Maybe not preferable, but more interesting!


----------



## dougspaulding (May 22, 2004)

Helspont said:


> This is a station dedicated to Horror set to launch Oct 2004.


Yes, I've been following this with interest. It's about time! I hope they get it right.

Just as interesting, however, is the current channel called "The Monster Channel". Anyone heard of it? Right now it's only offered on the Voom satellite service, but I believe it's commercial-free, and it's in High Definition! I would consider getting Voom mainly for this (and the HD).


----------



## dougspaulding (May 22, 2004)

Sorry about that. I forgot, here's the URL:

http://www.voom.com/vhdo/mnst/index.jsp


----------



## Zombie-F (Apr 12, 2004)

So far, from what the Horror Channel people have been saying, the movies they air will be unedited. I believe there will be commercials, but the movies are (supposed to be) uncut. It is on cable, so they can do it if they really want to. The FCC has no jurisdiction over what gets sent over cable.

Even if it is just a more horror-geared version of the Sci-Fi Channel, it's definitely a welcome channel in this house. Also, just have a look at who's on their comittee on their site... just about every horror heavyweight is on it... Craven, Carpenter, "the italian schlockmeisters" (as Helspont puts 'em)... you get the picture.

Yeah, I abused "..." way too much in the above paragraph.


----------



## VtheVamp (Apr 27, 2004)

yeah what Zombie F said. Plus they also mentioned that the reason/way that they can do the un-edited movies is due to that the sponsors know what is gonna be on and not pull their ads and such.
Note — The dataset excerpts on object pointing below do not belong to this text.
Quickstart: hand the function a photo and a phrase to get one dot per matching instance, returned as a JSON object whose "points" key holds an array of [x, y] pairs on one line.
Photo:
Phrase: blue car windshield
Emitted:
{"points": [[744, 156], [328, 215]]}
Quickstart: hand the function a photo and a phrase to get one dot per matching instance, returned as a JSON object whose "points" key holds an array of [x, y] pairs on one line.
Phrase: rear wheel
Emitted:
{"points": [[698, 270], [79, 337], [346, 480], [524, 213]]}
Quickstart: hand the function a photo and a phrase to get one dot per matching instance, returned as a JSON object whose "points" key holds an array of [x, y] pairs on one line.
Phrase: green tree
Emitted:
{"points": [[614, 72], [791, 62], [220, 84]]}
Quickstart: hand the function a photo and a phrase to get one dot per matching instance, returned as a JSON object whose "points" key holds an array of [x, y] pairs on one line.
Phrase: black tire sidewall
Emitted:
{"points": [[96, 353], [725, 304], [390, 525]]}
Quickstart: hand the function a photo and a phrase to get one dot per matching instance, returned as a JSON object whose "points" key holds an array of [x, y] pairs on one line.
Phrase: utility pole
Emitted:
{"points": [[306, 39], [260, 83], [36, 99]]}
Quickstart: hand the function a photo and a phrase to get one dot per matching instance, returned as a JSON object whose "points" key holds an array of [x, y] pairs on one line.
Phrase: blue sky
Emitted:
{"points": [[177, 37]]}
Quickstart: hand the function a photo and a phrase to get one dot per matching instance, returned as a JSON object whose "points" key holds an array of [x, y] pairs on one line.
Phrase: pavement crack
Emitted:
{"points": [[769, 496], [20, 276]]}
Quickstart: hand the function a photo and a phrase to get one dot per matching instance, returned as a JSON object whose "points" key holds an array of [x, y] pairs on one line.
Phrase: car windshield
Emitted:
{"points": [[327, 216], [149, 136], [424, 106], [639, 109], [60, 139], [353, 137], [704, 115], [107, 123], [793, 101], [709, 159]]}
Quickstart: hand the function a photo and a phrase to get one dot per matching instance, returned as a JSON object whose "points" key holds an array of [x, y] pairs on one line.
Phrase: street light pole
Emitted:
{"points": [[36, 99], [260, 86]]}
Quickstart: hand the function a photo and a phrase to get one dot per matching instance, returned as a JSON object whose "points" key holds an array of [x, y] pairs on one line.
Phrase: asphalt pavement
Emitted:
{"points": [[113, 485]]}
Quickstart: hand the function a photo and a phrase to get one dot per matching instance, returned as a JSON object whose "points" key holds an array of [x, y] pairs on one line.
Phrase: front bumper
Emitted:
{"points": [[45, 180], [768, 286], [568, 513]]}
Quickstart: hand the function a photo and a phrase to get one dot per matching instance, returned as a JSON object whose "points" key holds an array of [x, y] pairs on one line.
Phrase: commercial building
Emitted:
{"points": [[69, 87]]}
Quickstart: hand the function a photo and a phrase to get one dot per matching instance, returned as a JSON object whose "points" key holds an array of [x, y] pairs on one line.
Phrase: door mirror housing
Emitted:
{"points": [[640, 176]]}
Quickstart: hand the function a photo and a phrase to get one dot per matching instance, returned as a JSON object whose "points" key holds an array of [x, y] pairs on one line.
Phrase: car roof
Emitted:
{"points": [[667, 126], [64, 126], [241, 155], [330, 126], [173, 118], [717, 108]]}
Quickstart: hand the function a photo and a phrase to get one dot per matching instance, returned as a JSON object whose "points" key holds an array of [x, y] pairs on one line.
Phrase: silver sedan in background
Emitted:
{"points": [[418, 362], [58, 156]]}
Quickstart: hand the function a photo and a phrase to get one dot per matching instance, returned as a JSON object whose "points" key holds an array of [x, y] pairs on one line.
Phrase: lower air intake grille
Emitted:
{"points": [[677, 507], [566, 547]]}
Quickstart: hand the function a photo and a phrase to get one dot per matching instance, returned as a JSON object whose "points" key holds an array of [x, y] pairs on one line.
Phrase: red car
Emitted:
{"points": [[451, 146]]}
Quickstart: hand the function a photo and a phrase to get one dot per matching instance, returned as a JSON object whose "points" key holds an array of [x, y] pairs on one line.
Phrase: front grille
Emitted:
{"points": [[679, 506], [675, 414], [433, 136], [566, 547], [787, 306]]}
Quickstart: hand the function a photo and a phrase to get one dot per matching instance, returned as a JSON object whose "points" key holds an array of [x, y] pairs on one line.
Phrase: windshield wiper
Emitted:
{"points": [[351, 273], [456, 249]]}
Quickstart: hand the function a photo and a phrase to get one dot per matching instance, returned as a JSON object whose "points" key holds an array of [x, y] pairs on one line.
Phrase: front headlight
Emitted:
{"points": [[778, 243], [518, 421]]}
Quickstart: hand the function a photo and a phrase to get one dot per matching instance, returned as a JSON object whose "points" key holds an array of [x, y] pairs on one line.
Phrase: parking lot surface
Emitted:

I cant wait to check this out! Its gonna be like Halloween allllllll day!


----------



## Sinister (Apr 18, 2004)

Just how long do you think that will last? Sci-Fi  wasn't a bad channel when it started either. I'll just adopt a "wait-and-see" attitude about the whole thing. Maybe it won't be so bad, but that's a bit tough to believe if the Schlockmeisters are involved. Yes, I most likely will tune in and leave the channel there 24/7. With all The Simpsons episodes eventually making it to DVD, what else is there to really look at?


----------